Maurice Sendak Quotations:

"Grown-ups desperately need to feel safe, and then they project onto the kids. But what none of us seem to realize is how smart kids are. They don't like what we write for them, what we dish up for them, because it's vapid, so they'll go for the hard words, they'll go for the hard concepts, they'll go for the stuff where they can learn something, not didactic things, but passionate things."

"I hate them. It's like making believe there's another kind of sex. There isn't another kind of sex. There isn't another kind of book! A book is a book is a book."

- Sendak's thoughts on eBooks, shared with the Guardian's Emma Brockes in 2011.

"There is something so hopelessly gross and vile about him that it's hard to take him seriously."

- On Newt Gingrich, as told to Stephen Colbert on "The Colbert Report," January 2012.

“I didn’t want them to be traditional monsters, like griffins and gorillas and such like. I wanted them to be very, very personal. It had to come out of my own particular life. And I remember it took a very long time until that gestation occurred and when they began to appear on drawing paper, and they began to be what I liked. And it was only when I had them all that I realized they were all my Jewish relatives.”

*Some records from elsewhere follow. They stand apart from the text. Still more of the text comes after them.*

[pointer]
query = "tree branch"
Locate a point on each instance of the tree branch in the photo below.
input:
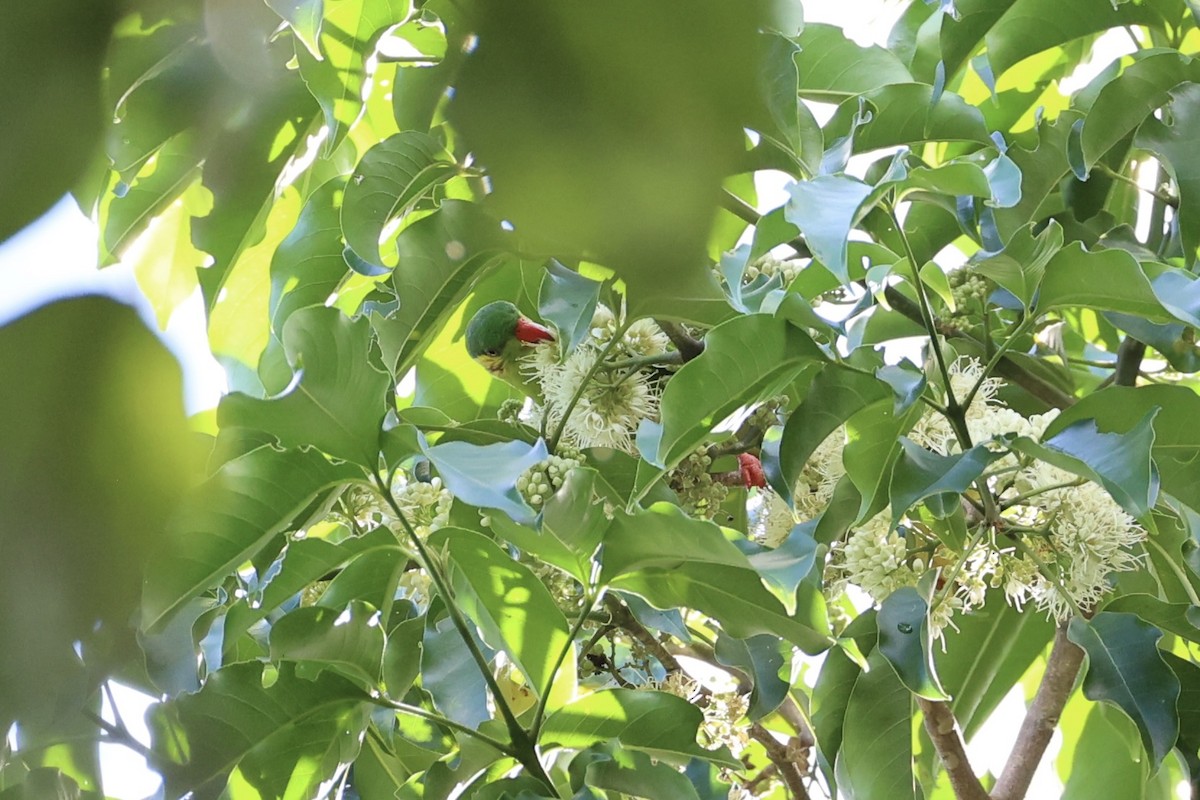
(943, 732)
(1042, 719)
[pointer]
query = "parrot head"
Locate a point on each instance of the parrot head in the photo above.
(496, 335)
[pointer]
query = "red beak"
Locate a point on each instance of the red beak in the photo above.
(531, 332)
(751, 471)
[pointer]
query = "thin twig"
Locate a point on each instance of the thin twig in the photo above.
(1042, 719)
(943, 732)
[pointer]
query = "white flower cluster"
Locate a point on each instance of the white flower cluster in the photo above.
(723, 710)
(1056, 543)
(545, 477)
(771, 266)
(426, 506)
(615, 401)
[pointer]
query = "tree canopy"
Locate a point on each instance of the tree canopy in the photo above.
(556, 462)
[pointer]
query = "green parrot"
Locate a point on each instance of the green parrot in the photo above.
(496, 337)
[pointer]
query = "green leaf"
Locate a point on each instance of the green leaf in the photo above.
(1013, 31)
(785, 120)
(96, 456)
(571, 527)
(307, 266)
(1020, 266)
(1125, 668)
(390, 179)
(921, 474)
(336, 70)
(228, 519)
(568, 300)
(450, 675)
(510, 605)
(875, 759)
(1073, 278)
(486, 475)
(636, 774)
(873, 446)
(53, 125)
(744, 360)
(552, 126)
(1171, 144)
(826, 209)
(663, 536)
(760, 657)
(837, 394)
(1126, 101)
(833, 67)
(1121, 462)
(304, 561)
(905, 642)
(275, 740)
(351, 642)
(831, 696)
(442, 254)
(1188, 705)
(1176, 437)
(335, 403)
(987, 656)
(304, 18)
(735, 597)
(657, 723)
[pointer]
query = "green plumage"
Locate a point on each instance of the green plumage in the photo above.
(492, 341)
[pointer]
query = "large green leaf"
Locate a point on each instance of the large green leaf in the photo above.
(663, 536)
(826, 209)
(304, 561)
(833, 67)
(96, 455)
(349, 641)
(654, 722)
(875, 759)
(1121, 462)
(1123, 668)
(1126, 101)
(277, 741)
(1108, 280)
(744, 360)
(921, 474)
(336, 70)
(760, 657)
(510, 605)
(486, 475)
(1176, 438)
(439, 258)
(1013, 31)
(837, 394)
(388, 181)
(987, 655)
(905, 642)
(568, 300)
(335, 403)
(571, 527)
(1173, 143)
(1188, 705)
(905, 113)
(585, 152)
(54, 109)
(228, 519)
(307, 266)
(835, 683)
(1021, 264)
(873, 446)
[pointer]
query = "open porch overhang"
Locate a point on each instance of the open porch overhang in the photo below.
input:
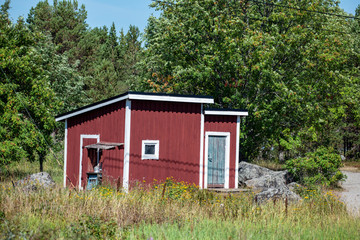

- Speaking on the NPR program "Fresh Air," in 1986.

"I don't write for children. I write, and somebody says, 'That's for children.'"

- Speaking with Stephen Colbert on "The Colbert Report" in January, 2012.

“I have nothing now but praise for my life. I’m not unhappy. I cry a lot because I miss people. They die and I can’t stop them. They leave me and I love them more. ... What I dread is the isolation. ... There are so many beautiful things in the world which I will have to leave when I die, but I’m ready, I’m ready, I’m ready.”

- From This Pig Wants To Party: Maurice Sendak’s Latest; Fresh Air, September 20, 2011.

You know who my gods are, who I believe in fervently? Herman Melville, Emily Dickinson – she’s probably the top – Mozart, Shakespeare, Keats. These are wonderful gods who have gotten me through the narrow straits of life.”

- From Artist, Writer and Designer Maurice Sendak; Fresh Air, October 30, 2003.

"I believe there is no part of our lives, our adult as well as child life, when we're not fantasizing, but we prefer to relegate fantasy to children, as though it were some tomfoolery only fit for the immature minds of the young. Children do live in fantasy and reality; they move back and forth very easily in a way we no longer remember how to do."

- From Virginia Haviland's "Questions to an Artist Who Is Also an Author: A Conversation between Maurice Sendak and Virginia Haviland," published in 1972, via the Christian Science Monitor.

"I'm totally crazy, I know that. I don't say that to be a smartass, but I know that that's the very essence of what makes my work good. And I know my work is good. Not everybody likes it, that's fine. I don't do it for everybody. Or anybody. I do it because I can't not do it."

From an interview with the Guardian's Emma Brockes in 2011.

Live your life. Live your life. Live your life.

Also from This Pig Wants To Party: Maurice Sendak’s Latest; Fresh Air, September 20, 2011.

"And now," cried Max, "let the wild rumpus start!"